Glass

My husband passed away 12 years ago, which affected me deeply for a long time. I have come to terms with his death, which was traumatic. I wrote this poem as a tribute to our love.

GLASS


You hold me, I am porcelain. 
I am chipped in places, but not broken.
You like the chinks and cracks, 
they let hope shine in. 

Our lips meet in earthshine, 
until the moon’s shadow dances 
at my throat.

Your hands, they are granite, 
they are feathers.
I like the crowns of thorns 
you wear upon your palms. 

They make me bleed 
when you place
them on my breasts.
I know we are living
amongst the dying.

I am Venus, you create me. 
You take me from my abstract world 
and paint me into starry skies 
above the Rhone.

Your kind hands model the widow 
from the girl.
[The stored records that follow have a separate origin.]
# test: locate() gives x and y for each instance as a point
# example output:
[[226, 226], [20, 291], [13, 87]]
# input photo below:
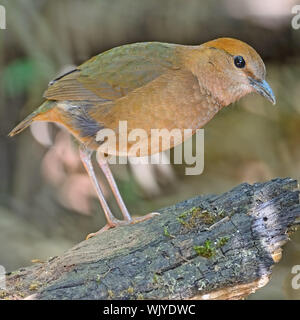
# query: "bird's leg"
[[109, 176], [85, 155]]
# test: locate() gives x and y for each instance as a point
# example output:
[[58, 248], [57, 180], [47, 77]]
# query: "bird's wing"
[[114, 73]]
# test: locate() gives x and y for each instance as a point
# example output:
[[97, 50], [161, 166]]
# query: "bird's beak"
[[262, 87]]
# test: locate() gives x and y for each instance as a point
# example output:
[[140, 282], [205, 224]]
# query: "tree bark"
[[209, 247]]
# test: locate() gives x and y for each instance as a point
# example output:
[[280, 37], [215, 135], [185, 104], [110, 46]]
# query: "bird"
[[150, 85]]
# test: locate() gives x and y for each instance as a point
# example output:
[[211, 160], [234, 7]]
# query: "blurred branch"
[[209, 247]]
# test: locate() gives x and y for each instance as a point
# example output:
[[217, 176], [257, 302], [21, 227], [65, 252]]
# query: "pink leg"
[[108, 174], [85, 156]]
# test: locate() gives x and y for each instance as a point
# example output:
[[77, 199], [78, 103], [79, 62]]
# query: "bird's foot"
[[144, 218], [116, 223]]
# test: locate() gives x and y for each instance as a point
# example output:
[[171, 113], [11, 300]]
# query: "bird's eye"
[[239, 62]]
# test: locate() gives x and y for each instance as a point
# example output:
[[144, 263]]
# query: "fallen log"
[[209, 247]]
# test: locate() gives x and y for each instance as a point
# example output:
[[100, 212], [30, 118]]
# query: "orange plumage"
[[151, 86]]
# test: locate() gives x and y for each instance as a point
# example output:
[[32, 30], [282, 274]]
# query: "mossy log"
[[209, 247]]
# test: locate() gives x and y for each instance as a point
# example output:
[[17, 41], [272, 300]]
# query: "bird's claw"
[[117, 223]]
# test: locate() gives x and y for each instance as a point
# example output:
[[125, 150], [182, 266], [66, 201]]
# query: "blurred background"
[[47, 203]]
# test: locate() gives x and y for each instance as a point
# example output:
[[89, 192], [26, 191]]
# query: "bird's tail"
[[35, 115]]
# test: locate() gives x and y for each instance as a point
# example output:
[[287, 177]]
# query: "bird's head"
[[232, 70]]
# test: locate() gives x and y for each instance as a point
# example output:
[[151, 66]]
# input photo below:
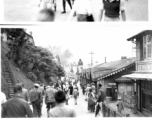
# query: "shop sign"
[[144, 67]]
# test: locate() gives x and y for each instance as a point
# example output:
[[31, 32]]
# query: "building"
[[110, 74], [143, 74]]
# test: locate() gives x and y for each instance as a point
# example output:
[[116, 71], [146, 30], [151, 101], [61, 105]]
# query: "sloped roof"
[[117, 66], [140, 34]]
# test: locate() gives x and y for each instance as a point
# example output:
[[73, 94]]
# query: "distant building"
[[108, 74], [142, 77]]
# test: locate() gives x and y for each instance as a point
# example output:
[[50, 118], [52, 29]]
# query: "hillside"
[[16, 74]]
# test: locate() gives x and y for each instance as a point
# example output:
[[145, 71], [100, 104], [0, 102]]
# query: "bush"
[[31, 76]]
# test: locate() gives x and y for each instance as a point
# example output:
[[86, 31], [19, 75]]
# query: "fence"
[[109, 112]]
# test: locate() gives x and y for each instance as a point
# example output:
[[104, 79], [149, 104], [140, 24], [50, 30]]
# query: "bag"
[[90, 18]]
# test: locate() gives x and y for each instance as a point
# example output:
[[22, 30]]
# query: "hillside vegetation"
[[28, 63]]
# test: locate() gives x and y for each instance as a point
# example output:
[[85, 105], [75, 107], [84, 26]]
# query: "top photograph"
[[75, 10]]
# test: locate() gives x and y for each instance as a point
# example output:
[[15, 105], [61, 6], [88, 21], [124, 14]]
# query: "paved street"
[[80, 108], [27, 10]]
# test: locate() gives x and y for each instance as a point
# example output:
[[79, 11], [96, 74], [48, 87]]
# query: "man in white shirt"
[[112, 10], [61, 110]]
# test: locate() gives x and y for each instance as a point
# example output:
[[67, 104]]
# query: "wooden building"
[[143, 74]]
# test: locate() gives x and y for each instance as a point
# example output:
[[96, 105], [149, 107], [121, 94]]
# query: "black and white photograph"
[[83, 59], [96, 71], [75, 10]]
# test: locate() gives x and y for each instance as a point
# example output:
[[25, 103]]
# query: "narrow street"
[[27, 10], [80, 108]]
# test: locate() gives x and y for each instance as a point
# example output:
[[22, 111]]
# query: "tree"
[[36, 61]]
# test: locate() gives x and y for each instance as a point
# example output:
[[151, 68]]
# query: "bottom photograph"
[[82, 71]]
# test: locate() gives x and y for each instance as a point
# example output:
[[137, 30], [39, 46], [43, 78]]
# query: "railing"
[[109, 112]]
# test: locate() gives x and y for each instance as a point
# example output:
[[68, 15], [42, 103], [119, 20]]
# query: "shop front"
[[143, 79]]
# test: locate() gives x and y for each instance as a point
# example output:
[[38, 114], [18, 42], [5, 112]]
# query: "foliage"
[[32, 59], [62, 56], [31, 76]]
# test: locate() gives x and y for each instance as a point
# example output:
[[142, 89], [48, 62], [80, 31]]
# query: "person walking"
[[64, 5], [61, 110], [50, 97], [47, 4], [71, 90], [91, 101], [16, 107], [75, 95], [112, 10], [83, 10], [120, 105], [100, 99], [87, 91], [36, 100], [24, 94], [134, 103]]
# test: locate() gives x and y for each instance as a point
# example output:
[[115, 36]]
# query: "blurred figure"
[[3, 98], [100, 99], [64, 5], [16, 107], [36, 100], [47, 4], [87, 90], [61, 110], [50, 97], [91, 100], [112, 10], [71, 90], [120, 105], [134, 102], [24, 94], [83, 10], [46, 15], [75, 95], [93, 88]]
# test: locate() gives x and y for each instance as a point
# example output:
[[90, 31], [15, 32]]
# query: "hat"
[[119, 97], [37, 85]]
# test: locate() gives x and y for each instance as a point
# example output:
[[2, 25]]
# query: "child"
[[120, 105]]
You carve me 
out of glass to see 
if this heart still beats –

if it is still yours.


Copyright © Sarah Drury 2022

When the Sea Was Origami

The leaves on the tree shimmer,
catching the breeze, casting
my mind this way and that.

I have words circling my head,
clattering around - flitting
between memories and dreams.

What did I have?
What would I like?

I want it all and none of it.
It is all inside, cloaked in smiles.
The sunshine cannot let

the moon control the tides. 
The sea is calm, tacit; it ripples.
Wavelets are origami ships.

My dreams are beneath 
an ocean heart. 
Blue. 

Serene.



©Sarah Drury 2023



Chardonnay

I wrote this poem last year, after a special moment with my son last Christmas…

Wine

It is civilised,
beans on toast swished down
with non-alcoholic Chardonnay.

Generic classical music, Radio 3,
Silence from lips often throwing
flames and shrapnel.

‘This is awkward’ you say,
sophisticated words,
and we share a movie moment.

You read a poem,
and for a time, I feel 
Bohemian, and 

I forget 
that life is not art. 


© Sarah Drury 2021










Winter Solstice 2022

Hope everyone had a happy solstice and Yule, and wishing you a very merry Christmas with everything beautiful for 2023! Here’s a little poem I wrote!


The sun has slipped below
the monarchy of the moon
its cool, harsh Winter glare
clings on, a moment longer

From here, the days have turned
The daylight stretches out its
icy respiration, Pagan gods
and goddesses scatter

blessings on the crackling
mirror-glaze Earth
the sparking lanterns
lifting jovial voices into

balmy, freeze-breath skies.
We merrily turn our faces 
upwards, praise the solstice
pray for hope reborn. 

© Sarah Drury 2022
 





Ophelia (1910)

after John William Waterhouse

              Be thou as chaste as ice:       as pure as snow:
    your purity a catechism.
                 
 Flowers grace your palms, in repose.
                          Get thee to a nunnery:
                                     a virgin?      Can we know?
                                     
 Anoint your flame hair -
                                thou shalt not escape
                                     calumny:    your visage:
                   
your chaste lips, a phantom kiss
                   cheeks smarted rose with denial.

                                The trees are vessels of your        sorrow.

                                                 Ophelia,     love is a dead Hawthorn.